Creative resistance as generative friction

Perhaps Tolga's most sophisticated insight concerns the psychology of creative collaboration. When working with another artist who asserts their creative direction, he feels immediate resistance. Not anger — resistance. This is creative necessity. When someone pushes in one direction, something in him pushes back, explores alternatives, questions assumptions. That friction generates possibilities neither person would reach alone.

AI suggestions would trigger the same resistance. If AI suggested a chord progression, something in him would want to do it differently. But here is the problem: AI lacks the creative intelligence to engage meaningfully with that resistance. It cannot push back against his pushback, cannot evolve its suggestions through friction, cannot learn from the resistance in ways that deepen collaboration.

The decision-making mechanism needs to stay with me.

True creative collaboration requires the capacity to recognise when resistance indicates valuable tension versus unproductive conflict — to know when to insist and when to yield. Current AI systems can generate alternatives but cannot participate in the dialectical process through which creative friction becomes generative. This is why partnership metaphors feel wrong to him. Partnership implies mutual influence.

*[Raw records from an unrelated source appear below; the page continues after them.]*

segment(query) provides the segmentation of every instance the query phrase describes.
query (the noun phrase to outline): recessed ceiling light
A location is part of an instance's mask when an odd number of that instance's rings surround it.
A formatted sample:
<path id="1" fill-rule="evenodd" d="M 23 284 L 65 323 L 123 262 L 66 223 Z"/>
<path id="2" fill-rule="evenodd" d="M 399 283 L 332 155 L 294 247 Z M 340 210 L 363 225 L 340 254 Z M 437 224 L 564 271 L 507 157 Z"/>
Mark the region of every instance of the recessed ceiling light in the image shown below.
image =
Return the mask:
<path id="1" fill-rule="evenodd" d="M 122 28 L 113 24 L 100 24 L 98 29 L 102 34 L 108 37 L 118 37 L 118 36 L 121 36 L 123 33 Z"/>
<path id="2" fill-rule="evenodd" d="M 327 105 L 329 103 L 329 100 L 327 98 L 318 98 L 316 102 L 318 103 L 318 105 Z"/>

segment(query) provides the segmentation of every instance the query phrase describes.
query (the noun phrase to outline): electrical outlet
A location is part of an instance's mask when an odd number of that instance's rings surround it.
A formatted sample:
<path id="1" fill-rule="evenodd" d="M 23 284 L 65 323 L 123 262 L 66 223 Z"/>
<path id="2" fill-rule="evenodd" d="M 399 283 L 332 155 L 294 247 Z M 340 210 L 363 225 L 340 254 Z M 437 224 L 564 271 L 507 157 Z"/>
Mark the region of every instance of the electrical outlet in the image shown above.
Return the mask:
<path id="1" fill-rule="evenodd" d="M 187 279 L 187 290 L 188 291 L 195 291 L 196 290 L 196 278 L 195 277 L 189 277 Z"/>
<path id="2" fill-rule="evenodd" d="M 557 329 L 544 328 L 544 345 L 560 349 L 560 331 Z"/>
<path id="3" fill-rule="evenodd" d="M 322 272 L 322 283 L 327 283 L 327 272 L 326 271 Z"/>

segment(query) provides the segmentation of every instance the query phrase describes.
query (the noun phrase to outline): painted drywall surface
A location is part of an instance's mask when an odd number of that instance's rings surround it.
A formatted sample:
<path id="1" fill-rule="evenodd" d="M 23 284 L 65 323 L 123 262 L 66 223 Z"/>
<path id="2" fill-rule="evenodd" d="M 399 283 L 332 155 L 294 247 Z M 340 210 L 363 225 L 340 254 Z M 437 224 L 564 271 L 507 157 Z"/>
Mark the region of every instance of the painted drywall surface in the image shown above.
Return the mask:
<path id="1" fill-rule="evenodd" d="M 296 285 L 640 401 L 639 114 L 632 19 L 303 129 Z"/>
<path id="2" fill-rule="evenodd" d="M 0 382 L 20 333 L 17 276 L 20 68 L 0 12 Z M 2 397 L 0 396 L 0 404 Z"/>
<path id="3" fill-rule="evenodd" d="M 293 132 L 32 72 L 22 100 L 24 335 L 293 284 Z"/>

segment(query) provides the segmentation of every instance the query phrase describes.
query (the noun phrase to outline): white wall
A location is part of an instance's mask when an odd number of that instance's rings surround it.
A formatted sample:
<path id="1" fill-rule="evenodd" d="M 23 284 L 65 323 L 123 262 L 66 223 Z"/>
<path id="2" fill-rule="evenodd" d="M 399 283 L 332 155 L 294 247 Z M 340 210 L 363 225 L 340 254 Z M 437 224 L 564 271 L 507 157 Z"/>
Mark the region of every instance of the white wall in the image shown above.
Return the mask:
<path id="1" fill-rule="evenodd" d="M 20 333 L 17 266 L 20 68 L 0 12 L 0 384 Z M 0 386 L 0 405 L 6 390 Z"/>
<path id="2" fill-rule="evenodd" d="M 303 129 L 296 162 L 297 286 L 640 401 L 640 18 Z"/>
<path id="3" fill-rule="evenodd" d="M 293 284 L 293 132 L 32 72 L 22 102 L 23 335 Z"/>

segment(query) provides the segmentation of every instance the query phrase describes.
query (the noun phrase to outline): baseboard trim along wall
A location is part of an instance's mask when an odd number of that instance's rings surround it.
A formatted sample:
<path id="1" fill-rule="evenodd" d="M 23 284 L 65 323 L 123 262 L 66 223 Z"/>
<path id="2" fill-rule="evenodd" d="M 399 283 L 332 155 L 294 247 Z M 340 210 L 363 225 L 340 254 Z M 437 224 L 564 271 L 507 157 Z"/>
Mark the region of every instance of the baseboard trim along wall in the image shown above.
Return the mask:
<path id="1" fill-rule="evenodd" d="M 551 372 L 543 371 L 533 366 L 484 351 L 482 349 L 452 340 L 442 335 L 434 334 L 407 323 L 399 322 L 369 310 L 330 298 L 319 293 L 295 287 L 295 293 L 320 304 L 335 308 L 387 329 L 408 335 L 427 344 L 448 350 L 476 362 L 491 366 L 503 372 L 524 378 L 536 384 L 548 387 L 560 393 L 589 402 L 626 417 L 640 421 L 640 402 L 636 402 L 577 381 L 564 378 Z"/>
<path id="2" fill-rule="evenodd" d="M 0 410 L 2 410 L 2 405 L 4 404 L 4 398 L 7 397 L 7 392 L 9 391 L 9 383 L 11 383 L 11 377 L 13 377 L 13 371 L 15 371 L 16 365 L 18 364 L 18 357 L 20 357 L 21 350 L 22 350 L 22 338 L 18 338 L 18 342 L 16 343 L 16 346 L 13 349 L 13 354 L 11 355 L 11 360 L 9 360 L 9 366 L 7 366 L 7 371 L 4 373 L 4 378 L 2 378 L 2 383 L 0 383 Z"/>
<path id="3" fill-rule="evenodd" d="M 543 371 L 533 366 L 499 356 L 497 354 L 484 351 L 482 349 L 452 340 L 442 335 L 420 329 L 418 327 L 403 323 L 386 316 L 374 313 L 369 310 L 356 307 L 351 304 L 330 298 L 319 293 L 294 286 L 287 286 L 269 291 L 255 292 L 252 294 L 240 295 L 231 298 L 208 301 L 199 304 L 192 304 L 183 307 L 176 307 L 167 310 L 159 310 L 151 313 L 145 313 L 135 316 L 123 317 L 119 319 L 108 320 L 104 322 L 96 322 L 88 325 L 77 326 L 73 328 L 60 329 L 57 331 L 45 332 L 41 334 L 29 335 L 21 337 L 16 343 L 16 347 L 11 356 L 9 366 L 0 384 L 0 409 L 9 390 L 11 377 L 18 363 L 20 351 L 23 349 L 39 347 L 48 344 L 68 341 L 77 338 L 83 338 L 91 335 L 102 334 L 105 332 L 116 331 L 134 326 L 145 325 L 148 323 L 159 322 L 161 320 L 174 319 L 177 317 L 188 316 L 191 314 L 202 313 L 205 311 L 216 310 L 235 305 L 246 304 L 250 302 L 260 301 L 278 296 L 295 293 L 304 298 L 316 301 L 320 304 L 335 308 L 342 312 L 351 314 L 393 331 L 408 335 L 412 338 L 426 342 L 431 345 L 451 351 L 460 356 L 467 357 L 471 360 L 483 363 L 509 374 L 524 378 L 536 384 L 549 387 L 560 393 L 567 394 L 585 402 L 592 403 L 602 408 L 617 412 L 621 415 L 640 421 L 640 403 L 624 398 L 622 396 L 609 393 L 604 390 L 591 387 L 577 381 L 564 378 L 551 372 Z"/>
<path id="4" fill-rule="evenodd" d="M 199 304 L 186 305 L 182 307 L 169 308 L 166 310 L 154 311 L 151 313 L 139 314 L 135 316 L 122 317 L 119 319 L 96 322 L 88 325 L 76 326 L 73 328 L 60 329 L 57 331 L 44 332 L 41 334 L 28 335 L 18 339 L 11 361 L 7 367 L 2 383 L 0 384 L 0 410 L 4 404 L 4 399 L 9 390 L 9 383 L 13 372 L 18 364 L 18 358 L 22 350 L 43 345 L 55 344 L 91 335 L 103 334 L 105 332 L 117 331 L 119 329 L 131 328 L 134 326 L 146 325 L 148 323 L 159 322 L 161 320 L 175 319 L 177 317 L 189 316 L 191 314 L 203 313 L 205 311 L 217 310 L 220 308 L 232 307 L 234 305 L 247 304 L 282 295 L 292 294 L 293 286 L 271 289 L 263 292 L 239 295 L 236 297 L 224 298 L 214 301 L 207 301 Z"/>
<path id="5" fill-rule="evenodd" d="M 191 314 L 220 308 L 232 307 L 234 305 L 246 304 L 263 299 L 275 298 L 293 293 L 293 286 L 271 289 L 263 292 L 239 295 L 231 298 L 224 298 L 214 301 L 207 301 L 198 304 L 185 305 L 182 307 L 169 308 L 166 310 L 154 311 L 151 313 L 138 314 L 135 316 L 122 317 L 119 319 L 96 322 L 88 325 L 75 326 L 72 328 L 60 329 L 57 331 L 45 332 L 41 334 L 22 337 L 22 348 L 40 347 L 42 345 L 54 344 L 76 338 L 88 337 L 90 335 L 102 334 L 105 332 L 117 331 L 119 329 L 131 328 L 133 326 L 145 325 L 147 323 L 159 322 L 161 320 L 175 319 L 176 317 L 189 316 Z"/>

AI cannot meaningfully engage with creative resistance in the way that matters.

The economics of creative devaluation

Tolga provides sharp economic analysis explaining AI's appeal and threat. Native Instruments, Output, Splice — the companies creating music production tools — exist in crisis mode. Prices are dropping. The pressure to create fast-food creative tools that quickly generate revenue by expanding the customer base drives AI development toward consumers rather than serious musicians.

The new target market is bedroom producers with enthusiasm rather than profession. This shift accelerates the devaluation of musical labour. When production appears effortless — press button, get result — the economic foundation supporting serious artistic development erodes.

Making an album has become an expensive business card. It serves no other purpose. For someone to work with music, they need to believe they can make money from this work.

When AI makes production trivially easy, why would anyone pay for music? Why invest years developing craft if algorithms can generate equivalent results instantly? The economic logic does not depend on whether AI-generated music sounds good. It depends on whether the appearance of effortless production destroys willingness to value human creative labour.

His position as tool designer within this system adds a poignant dimension. He helps create systems accelerating these dynamics while personally resisting their logic — understanding systemic problems while participating in systems producing them.

Acceptable AI and the generational shift

Despite his resistance, Tolga acknowledges reality. There is demand for AI creative tools that cannot be avoided. He knows he will use AI professionally. But the boundary remains:

The decision-making mechanism needs to stay with me.

His vision for acceptable AI applications is precise: virtual musicians that accompany human creativity rather than replace it. You are still there in the work. You are the soloist, and these accompany you. This preserves human creative agency while accepting AI as sophisticated instrument rather than creative partner. He still thinks about writing music with paper and pencil — maintaining connection to pre-digital creative practices as a personal anchor.

He acknowledges the generational shift with clarity rather than bitterness.

My generation won't think this way. The current generation will accept pressing that enter button as ownership.

Different approaches to creative development will produce different types of artists, ultimately different cultures of creativity. He is not claiming his way is the only valid way. He is articulating what his creative practice requires — and what gets lost when those requirements are not met.

What gets lost is the mahrem alan: the sacred space where vulnerability and self-revelation occur without external interference, where the struggle itself becomes the foundation of authentic expression. Not a nostalgic attachment to difficulty, but a recognition that some things can only be built from the inside.